In the case of the head cold (if you didn’t click on the link), to find the Likelihood Ratio, you divide the success rate of the brain tumor by the success rate of the head cold. This would be 99 out of 100 divided by 30 out of 100. Or .99 / .3. This number, the Likelihood Ratio, is 3.3 decibles. Let’s run through this using Bayes’:
E = headache
P(HTUMOR) = .4
P(HCOLD) = .4
P(E | HTUMOR) = .99
P(E | HCOLD) = .3
P(HTUMOR | E) = P(E | HTUMOR)*P(HTUMOR) / [P(E | HTUMOR)*P(HTUMOR)] + [P(E | HCOLD)*P(HCOLD)]

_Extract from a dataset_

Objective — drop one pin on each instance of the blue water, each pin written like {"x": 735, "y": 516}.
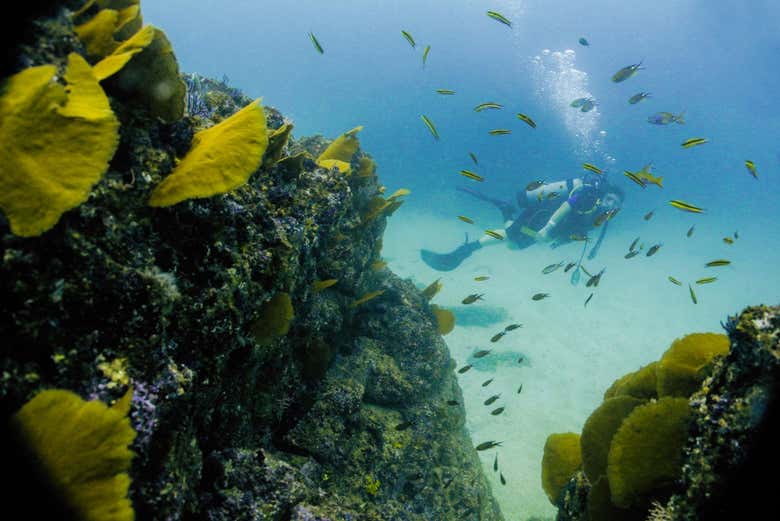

= .99 * .4 / [.99 *.4] + [.3 * .4]
= .396 / [.396] + [.12]
= .396 / .516
P(HCOLD | E) = P(E | HCOLD)*P(HCOLD) / [P(E | HCOLD)*P(HCOLD)] + [P(E | HTUMOR)*P(HTUMOR)]
= .3 * .4 / [.3 * .4] + [.99 * .4]
= .12 / [.12] + [.396]
= .12 / .516
= . 233
So on the event of having a headache, the probability of it being a tumor went up from .4 to .767, yet the probability of it being a cold went down from .4 to .233**
In this case, atheism is the brain tumor and theism is the head cold. Evolution is the headache. Which one is more likely, assuming an equal probability for atheism and theism? Exactly.
But why is theism the head cold? Because P(E | H) + P(~E | H) = 1.00. If theism can account for both evolution and non-evolution (if those were the only two options) then it becomes P(Evolution | Theism) + P(NonEvolution | Theism) = 1.00. Conversely, atheism would be P(Evolution | Atheism) + P(NonEvolution | Atheism) = 1.00. Atheism puts all of its weight behind evolution so P(Evolution | Atheism) is basically 100%, whereas theism has to split its probability capital between P(Evolution | Theism) and P(NonEvolution | Theism). If not, then you are effectively saying that the Christian god could only have created humanity by evolution and no other means, which would be the implication by asserting P(Evolution | Theism) is high like P(Evolution | Atheism). Thus, P(Evolution | Atheism) > P(Evolution | Theism), and we have a situation similar to the brain tumor and head cold in this example i.e. assuming prior probabilities are equal.
** this is assuming that headaches are only caused by tumors or head colds, since all of the P(H)s added together have to add up to 100%. Since the tumor and cold hypotheses in this example only account for 80%, the remaining 20% would be allocated to P(~H). If not assuming that only tumors and colds account for headaches, we would add + [P(E | ~H) * P(~H)] in the denominator to account for all other hypotheses in this example. But if P(E | ~H) were 0, or that only tumors and colds cause headaches, then the last bracket isn’t needed. Of course, in reality head colds vastly, vastly outnumber brain tumors so this is for example only.